The Australian dollar has finally turned things around after a nasty four-day slide. AUD/USD as much has 330 points during that time but is currently trading at 0.7149, up 0.37% on the day.
CPI higher than expected
Australian inflation continues to accelerate, with CPI in Q1 rising to 5.1% YoY, after a Q4 release of 3.5%. This easily beat the consensus of 4.6%, and is the highest since the GFC back in 2008. Inflation has been widely distributed, as seen in Core CPI, which climbed 3.7% (2.6% prior), above the forecast of 3.4%.
With inflation showing no signs of easing, it is a no-brainer that the RBA will have to step in and deliver a series of rate hikes to curb inflation. What isn’t as clear is the timing of a lift-off rate increase. The RBA meets next week, but with a federal election at the end of May, the RBA would prefer to avoid any major moves until after the election. The problem is that the central bank is under strong pressure on two fronts to raise rates – there is the inflation issue as well as the aggressive rate hikes we are seeing from other major central banks.
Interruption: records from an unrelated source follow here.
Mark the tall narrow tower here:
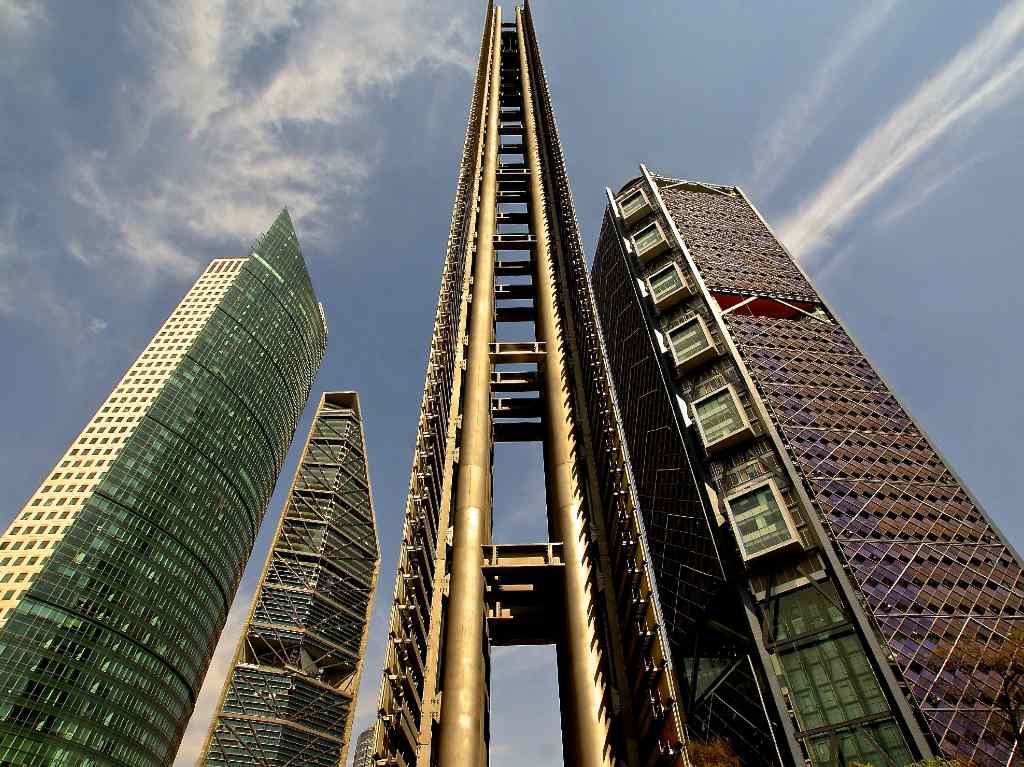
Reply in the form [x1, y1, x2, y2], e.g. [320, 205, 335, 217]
[374, 3, 686, 767]
[0, 211, 327, 767]
[202, 391, 380, 767]
[593, 168, 1024, 767]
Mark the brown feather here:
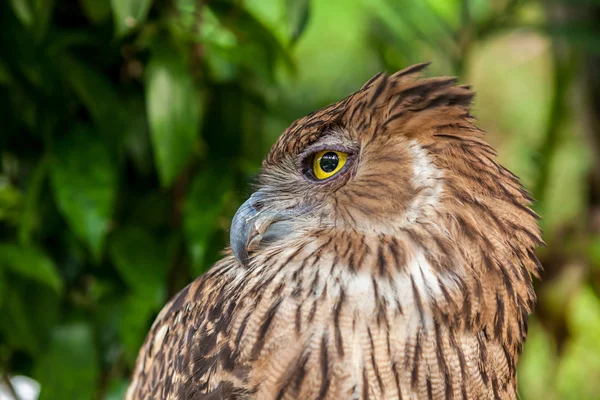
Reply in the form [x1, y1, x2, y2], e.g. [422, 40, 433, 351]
[127, 64, 543, 399]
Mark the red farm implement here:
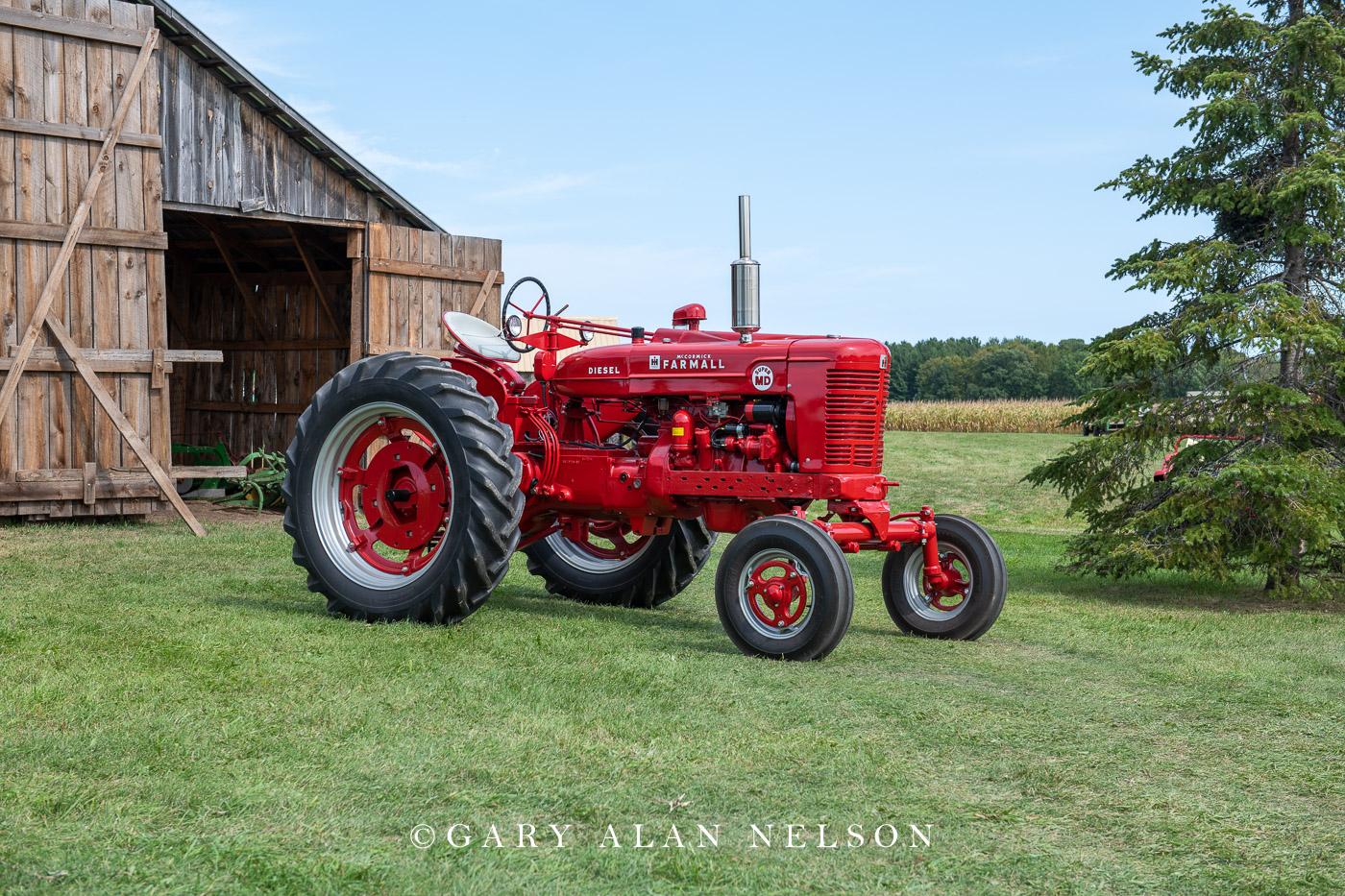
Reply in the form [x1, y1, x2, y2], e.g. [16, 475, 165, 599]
[285, 197, 1006, 659]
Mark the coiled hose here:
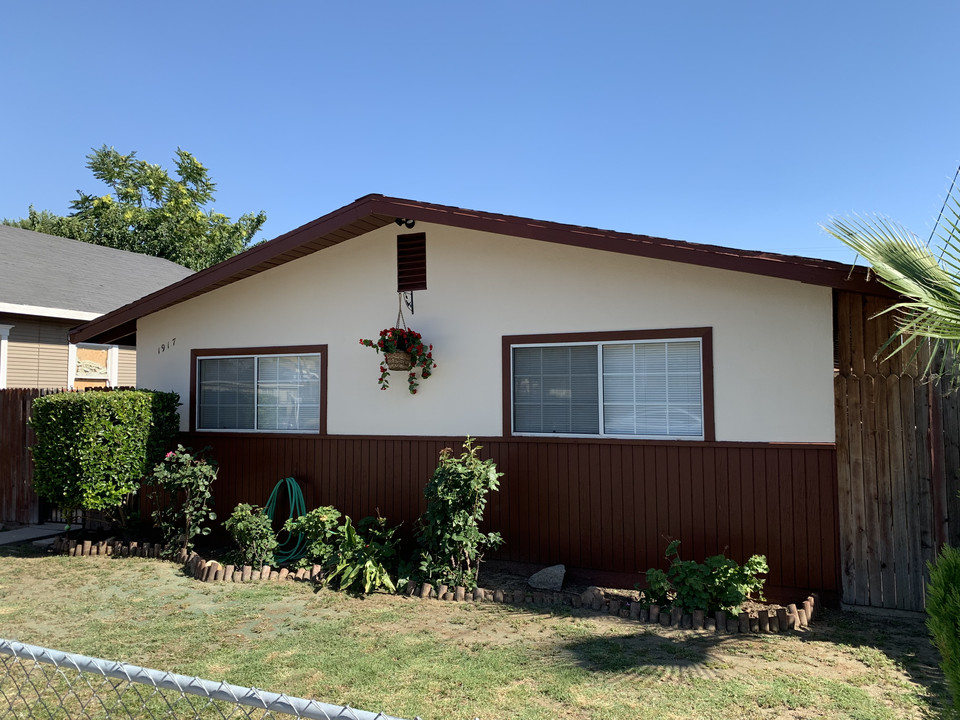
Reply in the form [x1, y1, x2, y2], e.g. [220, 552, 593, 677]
[264, 478, 307, 565]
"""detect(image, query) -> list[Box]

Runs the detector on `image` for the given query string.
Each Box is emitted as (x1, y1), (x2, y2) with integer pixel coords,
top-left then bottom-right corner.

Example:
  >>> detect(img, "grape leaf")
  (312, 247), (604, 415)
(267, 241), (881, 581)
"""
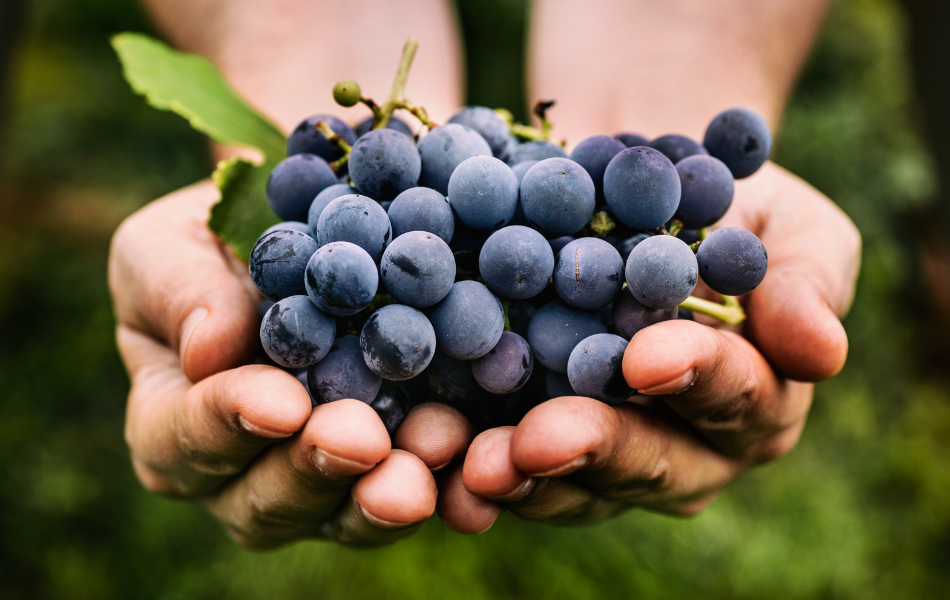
(112, 33), (287, 260)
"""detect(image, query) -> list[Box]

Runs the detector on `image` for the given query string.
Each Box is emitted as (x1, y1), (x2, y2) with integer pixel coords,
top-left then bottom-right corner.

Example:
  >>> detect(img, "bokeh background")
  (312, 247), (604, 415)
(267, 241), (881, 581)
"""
(0, 0), (950, 600)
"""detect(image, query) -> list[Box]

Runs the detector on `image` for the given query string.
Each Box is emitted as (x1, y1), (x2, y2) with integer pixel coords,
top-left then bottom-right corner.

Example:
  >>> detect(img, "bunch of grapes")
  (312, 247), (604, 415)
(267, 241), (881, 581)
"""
(249, 70), (772, 434)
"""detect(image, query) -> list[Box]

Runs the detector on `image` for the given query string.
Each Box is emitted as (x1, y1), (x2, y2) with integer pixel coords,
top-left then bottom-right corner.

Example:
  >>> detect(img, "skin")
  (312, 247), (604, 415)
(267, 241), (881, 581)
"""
(109, 0), (860, 548)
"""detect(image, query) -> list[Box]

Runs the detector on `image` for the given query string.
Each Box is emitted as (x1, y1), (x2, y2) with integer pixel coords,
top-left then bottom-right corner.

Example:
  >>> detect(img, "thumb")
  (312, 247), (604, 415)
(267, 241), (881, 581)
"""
(109, 183), (258, 381)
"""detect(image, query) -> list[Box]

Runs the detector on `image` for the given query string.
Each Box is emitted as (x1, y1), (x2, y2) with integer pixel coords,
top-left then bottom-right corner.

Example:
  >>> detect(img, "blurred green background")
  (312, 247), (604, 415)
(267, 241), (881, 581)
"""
(0, 0), (950, 600)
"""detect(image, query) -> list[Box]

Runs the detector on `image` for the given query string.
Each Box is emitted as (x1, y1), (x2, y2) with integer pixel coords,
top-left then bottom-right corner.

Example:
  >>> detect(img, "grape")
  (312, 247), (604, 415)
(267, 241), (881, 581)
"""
(247, 229), (317, 301)
(548, 235), (574, 260)
(567, 333), (631, 406)
(267, 154), (337, 221)
(556, 238), (623, 310)
(261, 296), (336, 369)
(521, 155), (596, 236)
(449, 156), (518, 229)
(429, 281), (505, 360)
(370, 381), (409, 438)
(449, 106), (511, 157)
(626, 235), (697, 308)
(258, 221), (310, 239)
(360, 304), (435, 381)
(703, 108), (772, 179)
(307, 183), (356, 239)
(287, 115), (356, 162)
(317, 194), (393, 263)
(614, 133), (650, 148)
(604, 146), (680, 229)
(508, 140), (567, 165)
(571, 135), (626, 198)
(379, 231), (455, 308)
(646, 134), (709, 165)
(333, 79), (362, 108)
(472, 331), (534, 394)
(696, 227), (769, 296)
(674, 156), (735, 229)
(611, 289), (677, 340)
(478, 225), (554, 300)
(305, 242), (379, 317)
(353, 117), (415, 140)
(528, 302), (607, 373)
(307, 335), (383, 404)
(348, 129), (422, 201)
(419, 123), (492, 195)
(387, 187), (455, 244)
(616, 233), (651, 264)
(544, 370), (577, 399)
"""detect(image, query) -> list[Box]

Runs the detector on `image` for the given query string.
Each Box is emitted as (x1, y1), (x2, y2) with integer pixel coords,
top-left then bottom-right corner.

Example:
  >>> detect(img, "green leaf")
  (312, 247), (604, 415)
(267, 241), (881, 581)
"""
(112, 33), (287, 261)
(208, 157), (280, 262)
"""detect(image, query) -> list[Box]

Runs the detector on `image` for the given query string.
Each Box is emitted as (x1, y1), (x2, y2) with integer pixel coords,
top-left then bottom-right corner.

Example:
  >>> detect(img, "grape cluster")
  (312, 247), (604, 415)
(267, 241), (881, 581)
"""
(249, 101), (772, 433)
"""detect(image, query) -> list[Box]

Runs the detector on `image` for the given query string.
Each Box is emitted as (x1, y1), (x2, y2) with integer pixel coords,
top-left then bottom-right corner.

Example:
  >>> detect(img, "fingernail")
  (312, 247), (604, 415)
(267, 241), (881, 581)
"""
(238, 415), (293, 438)
(357, 503), (415, 529)
(531, 454), (590, 477)
(178, 306), (208, 363)
(313, 448), (376, 478)
(637, 369), (696, 396)
(492, 477), (537, 502)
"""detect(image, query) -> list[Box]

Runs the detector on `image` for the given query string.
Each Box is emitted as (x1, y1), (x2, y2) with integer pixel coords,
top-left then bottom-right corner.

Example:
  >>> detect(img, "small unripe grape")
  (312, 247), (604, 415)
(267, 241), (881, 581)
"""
(333, 79), (362, 107)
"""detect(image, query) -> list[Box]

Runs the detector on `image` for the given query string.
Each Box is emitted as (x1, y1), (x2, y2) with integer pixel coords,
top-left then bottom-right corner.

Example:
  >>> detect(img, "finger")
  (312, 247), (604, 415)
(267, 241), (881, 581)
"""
(321, 450), (438, 547)
(118, 326), (310, 497)
(511, 396), (744, 513)
(206, 398), (394, 548)
(393, 402), (475, 471)
(436, 466), (501, 533)
(623, 321), (811, 458)
(109, 183), (258, 381)
(722, 163), (861, 381)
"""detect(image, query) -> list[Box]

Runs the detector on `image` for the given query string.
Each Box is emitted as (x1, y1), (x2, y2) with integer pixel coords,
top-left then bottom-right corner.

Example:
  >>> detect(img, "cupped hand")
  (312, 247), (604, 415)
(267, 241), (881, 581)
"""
(109, 183), (472, 548)
(439, 164), (861, 532)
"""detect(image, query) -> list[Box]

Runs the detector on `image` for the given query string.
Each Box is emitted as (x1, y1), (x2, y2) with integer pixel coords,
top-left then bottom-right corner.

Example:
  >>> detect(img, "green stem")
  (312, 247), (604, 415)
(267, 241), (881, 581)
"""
(680, 296), (745, 325)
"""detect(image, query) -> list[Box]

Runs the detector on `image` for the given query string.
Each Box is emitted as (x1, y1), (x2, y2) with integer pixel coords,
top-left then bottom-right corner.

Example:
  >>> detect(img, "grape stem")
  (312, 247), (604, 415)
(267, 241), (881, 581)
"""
(680, 296), (745, 326)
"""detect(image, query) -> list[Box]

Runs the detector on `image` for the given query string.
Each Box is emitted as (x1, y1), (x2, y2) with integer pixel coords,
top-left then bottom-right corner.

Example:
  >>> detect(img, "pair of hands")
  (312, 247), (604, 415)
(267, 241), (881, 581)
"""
(109, 164), (860, 548)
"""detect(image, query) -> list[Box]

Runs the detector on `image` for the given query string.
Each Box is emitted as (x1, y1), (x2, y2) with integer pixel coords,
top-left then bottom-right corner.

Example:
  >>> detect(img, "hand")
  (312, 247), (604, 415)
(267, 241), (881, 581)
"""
(109, 183), (472, 548)
(439, 164), (860, 532)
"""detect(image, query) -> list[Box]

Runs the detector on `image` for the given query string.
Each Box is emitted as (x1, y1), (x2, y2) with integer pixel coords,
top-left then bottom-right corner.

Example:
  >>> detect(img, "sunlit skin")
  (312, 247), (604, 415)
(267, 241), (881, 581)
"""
(109, 0), (860, 548)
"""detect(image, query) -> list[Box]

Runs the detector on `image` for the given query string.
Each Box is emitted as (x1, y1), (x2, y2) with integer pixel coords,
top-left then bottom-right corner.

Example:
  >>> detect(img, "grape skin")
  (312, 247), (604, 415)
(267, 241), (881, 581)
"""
(674, 156), (735, 229)
(703, 108), (772, 179)
(307, 335), (383, 404)
(646, 134), (709, 165)
(448, 106), (511, 158)
(360, 304), (435, 381)
(317, 194), (393, 264)
(696, 227), (769, 296)
(261, 296), (336, 369)
(386, 187), (455, 244)
(379, 231), (455, 308)
(266, 154), (337, 221)
(521, 155), (596, 236)
(556, 237), (624, 310)
(604, 146), (681, 229)
(304, 242), (379, 317)
(528, 302), (607, 373)
(419, 123), (492, 193)
(625, 235), (698, 308)
(448, 156), (518, 229)
(472, 331), (534, 394)
(347, 129), (422, 201)
(478, 225), (554, 300)
(567, 333), (631, 406)
(247, 229), (318, 302)
(429, 281), (505, 360)
(287, 115), (356, 162)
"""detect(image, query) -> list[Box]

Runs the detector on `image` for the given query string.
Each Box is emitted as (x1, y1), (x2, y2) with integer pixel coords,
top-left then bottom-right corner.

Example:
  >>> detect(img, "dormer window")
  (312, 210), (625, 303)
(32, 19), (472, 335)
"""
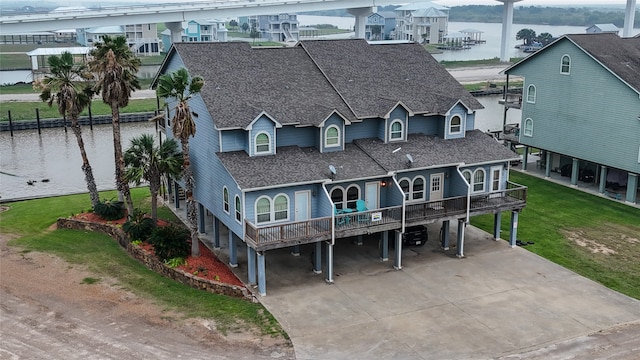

The Federal Reserve, for example, is widely expected to raise rates by 0.50% next week and could follow up with more such hikes, as it struggles to contain spiralling inflation. This means that the RBA could press the trigger at next week’s meeting. Whether the RBA makes a move in May or waits until June, an oversize hike of 0.40% looks increasingly likely.
The strong inflation report appears to have cemented an imminent rate hike, which has given a much-needed boost to the Australian dollar. The Aussie is still trading close to 2-month lows, as a jump in risk apprehension as weighed on risk-sensitive currencies like the Aussie. China is experiencing sharp growth pains, exacerbated by the harsh zero-Covid policy which has dampened growth. This could disrupt supply chains and have an impact on the Australian economy.